For now, ChloroAnno has six functions and could be split into three categories based on annotaion stages.
Before annotaion: Isomerism, Curate
During annotation: Tidy, Correct
After annotaion: Check, Convert
If you assemble the plastome with IRs, the assembly result should be two equimolar isomeric sequences. Both of them are right and coexist in the plant (Palmer 1983; Walker et al. 2015). For publication, people tend to use just one of them. You can pick the configuration of which the SSC region is in the same direction as most of your data or outgroup, which makes downstream annotation/analysis easier. see GetOrganelle wiki and Weiwen Wang & Robert Lanfear 2019 for more details.
This function was written for curate the raw sequence before annotation
- The strand direction. Although none of public database specicfies a specific strand, it always assumes the minus strand for trnH as the default direction.
- The start position. Since the chloroplast is the circular genome. The start position in fasta is defined by people. It always assumes the trnH gene should at the head to avoid any gene locates on the gap.
- Whether there were amubiguous nucleotides in sequences
This function is written for GeSeq. Its gff results is not in line with Sequence Ontology definetion for GFF3 and thus need a tidy.
This is the most important function in ChloroAnno. correct
task could infer information from two annotation
files and correct one of them using another one.

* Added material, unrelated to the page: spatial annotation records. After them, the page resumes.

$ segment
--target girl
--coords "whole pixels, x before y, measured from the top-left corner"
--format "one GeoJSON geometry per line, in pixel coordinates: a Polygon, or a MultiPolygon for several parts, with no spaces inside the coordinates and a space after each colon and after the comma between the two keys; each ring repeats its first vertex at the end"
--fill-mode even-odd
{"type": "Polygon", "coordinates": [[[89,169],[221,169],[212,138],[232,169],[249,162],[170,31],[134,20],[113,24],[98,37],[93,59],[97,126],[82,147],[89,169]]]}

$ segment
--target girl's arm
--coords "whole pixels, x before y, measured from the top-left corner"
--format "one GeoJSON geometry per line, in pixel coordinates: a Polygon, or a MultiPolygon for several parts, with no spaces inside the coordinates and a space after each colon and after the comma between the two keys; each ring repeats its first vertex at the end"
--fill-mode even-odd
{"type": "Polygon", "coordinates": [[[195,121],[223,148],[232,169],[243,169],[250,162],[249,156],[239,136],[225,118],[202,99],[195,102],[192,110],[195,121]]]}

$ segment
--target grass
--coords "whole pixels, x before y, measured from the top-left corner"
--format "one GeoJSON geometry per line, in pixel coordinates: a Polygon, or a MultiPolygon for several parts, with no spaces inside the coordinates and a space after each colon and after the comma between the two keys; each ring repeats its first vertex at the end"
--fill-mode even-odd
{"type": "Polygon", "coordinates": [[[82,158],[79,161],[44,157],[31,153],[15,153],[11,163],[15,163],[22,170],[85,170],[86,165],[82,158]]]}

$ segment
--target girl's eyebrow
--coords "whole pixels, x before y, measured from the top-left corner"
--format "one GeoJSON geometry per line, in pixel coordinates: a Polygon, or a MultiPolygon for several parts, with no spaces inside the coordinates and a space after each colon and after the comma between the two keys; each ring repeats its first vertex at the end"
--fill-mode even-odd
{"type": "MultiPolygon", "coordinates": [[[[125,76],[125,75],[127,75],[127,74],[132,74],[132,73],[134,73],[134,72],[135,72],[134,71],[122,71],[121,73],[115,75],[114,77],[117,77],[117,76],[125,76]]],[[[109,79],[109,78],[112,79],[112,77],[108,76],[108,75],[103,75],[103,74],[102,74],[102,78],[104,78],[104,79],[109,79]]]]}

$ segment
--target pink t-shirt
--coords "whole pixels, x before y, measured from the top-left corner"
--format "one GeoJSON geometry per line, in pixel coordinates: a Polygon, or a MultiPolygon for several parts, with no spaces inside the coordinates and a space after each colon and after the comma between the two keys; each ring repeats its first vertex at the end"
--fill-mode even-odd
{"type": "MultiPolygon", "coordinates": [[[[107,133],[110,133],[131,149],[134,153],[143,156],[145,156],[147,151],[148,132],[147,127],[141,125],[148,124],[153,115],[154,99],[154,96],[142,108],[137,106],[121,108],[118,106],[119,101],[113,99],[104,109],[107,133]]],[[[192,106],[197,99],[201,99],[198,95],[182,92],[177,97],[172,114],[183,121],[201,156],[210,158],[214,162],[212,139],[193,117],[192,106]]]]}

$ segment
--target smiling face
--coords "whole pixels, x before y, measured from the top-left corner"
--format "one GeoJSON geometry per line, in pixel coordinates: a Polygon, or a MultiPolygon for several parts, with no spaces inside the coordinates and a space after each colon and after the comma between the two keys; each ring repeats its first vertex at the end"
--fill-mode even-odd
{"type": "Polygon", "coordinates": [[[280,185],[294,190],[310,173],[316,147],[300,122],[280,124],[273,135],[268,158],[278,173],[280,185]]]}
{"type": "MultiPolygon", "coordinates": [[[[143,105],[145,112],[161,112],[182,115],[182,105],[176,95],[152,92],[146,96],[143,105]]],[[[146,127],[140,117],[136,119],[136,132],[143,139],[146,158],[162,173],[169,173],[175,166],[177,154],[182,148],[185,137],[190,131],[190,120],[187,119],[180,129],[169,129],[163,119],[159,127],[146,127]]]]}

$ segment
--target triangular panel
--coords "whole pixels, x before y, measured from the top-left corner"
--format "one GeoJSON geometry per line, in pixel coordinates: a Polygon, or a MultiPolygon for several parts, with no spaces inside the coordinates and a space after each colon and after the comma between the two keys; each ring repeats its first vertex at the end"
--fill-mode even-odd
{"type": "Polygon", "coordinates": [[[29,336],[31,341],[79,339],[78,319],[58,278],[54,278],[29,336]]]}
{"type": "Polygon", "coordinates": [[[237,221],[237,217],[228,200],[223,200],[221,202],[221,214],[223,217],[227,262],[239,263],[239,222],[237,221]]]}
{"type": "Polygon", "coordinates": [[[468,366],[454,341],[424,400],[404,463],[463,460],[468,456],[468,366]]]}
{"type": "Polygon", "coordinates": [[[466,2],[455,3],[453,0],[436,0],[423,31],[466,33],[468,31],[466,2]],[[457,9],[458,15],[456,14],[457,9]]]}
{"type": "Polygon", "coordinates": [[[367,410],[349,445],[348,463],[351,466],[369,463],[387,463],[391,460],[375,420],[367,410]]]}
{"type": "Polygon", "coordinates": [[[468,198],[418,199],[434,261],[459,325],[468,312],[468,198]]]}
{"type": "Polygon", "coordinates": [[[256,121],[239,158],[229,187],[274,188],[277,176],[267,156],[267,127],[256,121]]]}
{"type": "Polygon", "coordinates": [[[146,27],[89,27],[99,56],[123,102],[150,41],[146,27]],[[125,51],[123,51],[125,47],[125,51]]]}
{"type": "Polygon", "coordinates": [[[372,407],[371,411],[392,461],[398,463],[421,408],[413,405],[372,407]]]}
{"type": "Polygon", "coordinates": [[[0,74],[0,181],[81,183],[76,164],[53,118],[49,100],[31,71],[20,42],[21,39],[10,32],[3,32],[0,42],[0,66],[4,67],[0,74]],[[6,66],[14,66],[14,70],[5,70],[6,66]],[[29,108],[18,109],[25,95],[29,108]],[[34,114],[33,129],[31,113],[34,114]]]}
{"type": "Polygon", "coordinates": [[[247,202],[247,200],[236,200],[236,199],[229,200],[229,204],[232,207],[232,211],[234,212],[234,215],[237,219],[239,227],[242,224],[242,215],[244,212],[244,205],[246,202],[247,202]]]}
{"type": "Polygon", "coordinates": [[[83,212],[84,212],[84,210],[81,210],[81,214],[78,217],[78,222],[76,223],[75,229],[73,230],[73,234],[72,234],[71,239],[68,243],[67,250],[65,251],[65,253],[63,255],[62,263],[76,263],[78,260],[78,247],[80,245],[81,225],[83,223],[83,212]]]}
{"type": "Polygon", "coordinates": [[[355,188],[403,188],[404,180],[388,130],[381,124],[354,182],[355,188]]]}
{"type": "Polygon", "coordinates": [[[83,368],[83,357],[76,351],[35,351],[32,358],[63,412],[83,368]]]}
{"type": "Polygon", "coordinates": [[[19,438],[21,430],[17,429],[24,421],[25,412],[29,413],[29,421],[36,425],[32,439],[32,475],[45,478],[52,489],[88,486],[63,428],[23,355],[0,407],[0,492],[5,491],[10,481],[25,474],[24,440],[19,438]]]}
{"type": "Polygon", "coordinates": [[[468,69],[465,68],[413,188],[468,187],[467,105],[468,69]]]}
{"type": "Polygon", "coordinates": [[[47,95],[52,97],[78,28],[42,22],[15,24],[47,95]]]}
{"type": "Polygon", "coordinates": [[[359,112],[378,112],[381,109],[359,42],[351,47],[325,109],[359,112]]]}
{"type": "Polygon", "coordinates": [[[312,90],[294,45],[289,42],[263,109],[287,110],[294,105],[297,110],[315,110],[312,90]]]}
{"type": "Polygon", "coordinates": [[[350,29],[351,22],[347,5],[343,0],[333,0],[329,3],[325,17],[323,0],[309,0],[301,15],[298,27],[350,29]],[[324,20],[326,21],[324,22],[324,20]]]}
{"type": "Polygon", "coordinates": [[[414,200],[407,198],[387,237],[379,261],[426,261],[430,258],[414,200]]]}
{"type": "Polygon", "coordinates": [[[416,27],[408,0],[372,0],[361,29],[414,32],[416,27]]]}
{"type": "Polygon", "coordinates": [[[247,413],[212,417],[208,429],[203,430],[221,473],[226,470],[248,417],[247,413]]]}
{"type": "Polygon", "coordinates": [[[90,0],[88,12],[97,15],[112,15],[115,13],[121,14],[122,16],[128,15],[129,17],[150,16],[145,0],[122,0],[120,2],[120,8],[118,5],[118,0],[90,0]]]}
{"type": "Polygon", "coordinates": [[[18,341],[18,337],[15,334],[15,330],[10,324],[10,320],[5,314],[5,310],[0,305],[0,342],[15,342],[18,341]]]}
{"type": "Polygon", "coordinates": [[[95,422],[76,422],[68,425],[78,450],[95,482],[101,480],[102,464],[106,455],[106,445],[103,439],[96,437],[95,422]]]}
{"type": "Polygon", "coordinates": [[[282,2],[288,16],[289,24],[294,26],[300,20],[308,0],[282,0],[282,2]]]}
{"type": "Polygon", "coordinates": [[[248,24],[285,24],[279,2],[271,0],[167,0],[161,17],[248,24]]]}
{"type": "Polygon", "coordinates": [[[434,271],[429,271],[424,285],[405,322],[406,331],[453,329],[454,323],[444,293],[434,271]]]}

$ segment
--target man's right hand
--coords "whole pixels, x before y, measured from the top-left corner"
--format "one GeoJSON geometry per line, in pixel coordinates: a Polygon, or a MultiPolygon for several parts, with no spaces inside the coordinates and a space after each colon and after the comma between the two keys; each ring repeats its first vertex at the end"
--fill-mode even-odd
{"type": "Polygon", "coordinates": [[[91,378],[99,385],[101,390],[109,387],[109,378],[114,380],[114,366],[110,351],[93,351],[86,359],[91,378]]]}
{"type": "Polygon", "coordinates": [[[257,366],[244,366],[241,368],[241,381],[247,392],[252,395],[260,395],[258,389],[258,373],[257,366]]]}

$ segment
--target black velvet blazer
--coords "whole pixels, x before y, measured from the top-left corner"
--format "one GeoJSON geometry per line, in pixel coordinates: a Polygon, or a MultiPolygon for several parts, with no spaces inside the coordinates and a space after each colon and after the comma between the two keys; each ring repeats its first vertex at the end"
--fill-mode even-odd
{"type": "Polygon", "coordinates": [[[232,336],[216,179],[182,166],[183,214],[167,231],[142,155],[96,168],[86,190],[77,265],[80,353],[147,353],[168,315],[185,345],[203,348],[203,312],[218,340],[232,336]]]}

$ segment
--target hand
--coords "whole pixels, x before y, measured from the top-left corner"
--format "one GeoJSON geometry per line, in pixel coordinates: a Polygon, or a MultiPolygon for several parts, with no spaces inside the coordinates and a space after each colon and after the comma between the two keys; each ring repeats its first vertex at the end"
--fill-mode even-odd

A question here is why it is necessary to combine information from different software for annotation? Could I just use one annotation software result? First of all, the annotation from a single software may not be accurate, for example, there may be errors in start or stop codons. There are many reasons for such errors, mainly including the inaccuracy of the reference and the characteristics of the software. For example, MAKER often miss too short segments (<30 bp). Based on our experience, the annotation results of PGA are often more accurate when the quality of the reference sequence is relatively high. Can we just use PGA for annotation directly? The answer is yes, but the workload is large when it comes to annotating chloroplasts in large quantities. When annotating the chloroplast genome, if only the basic or model plants (such as Amborella trichopoda or Arabidopsis thaliana) are used as references, some genes that appear in specific lineages may not be annotated. On the other hand, if we choose related species for annotation, we may face the problem of poor quality of reference, such as confusion in gene names. If the reference genome mistakenly writes atpI as aptI or abbreviates trnK-UUU as trnK, similar errors will also appear in the annotation results. Therefore, when using PGA for annotation, it is necessary to correct each reference chloroplast genome, which requires a lot of workload. Therefore, our strategy is to use the basic or model plants as references and PGA for annotation; use the reference dataset in CPGAVAS2 and CPGAVAS2 for annotation. Finally, combine the results of both to generate an annotation file. It should be noted that the annotation of rps12 gene could only be inferred from PGA results for now due to its particularity.
Of course, users could replace CPGAVAS2 with GeSeq. We choose CPGAVAS2 beacause it provides an docker image that enable use to run a batch of annotation tasks locally. According to our evaluation, the results of the GeSeq and CPGAVAS2 are very similar. But, GeSeq always generate some error tRNA annotaions.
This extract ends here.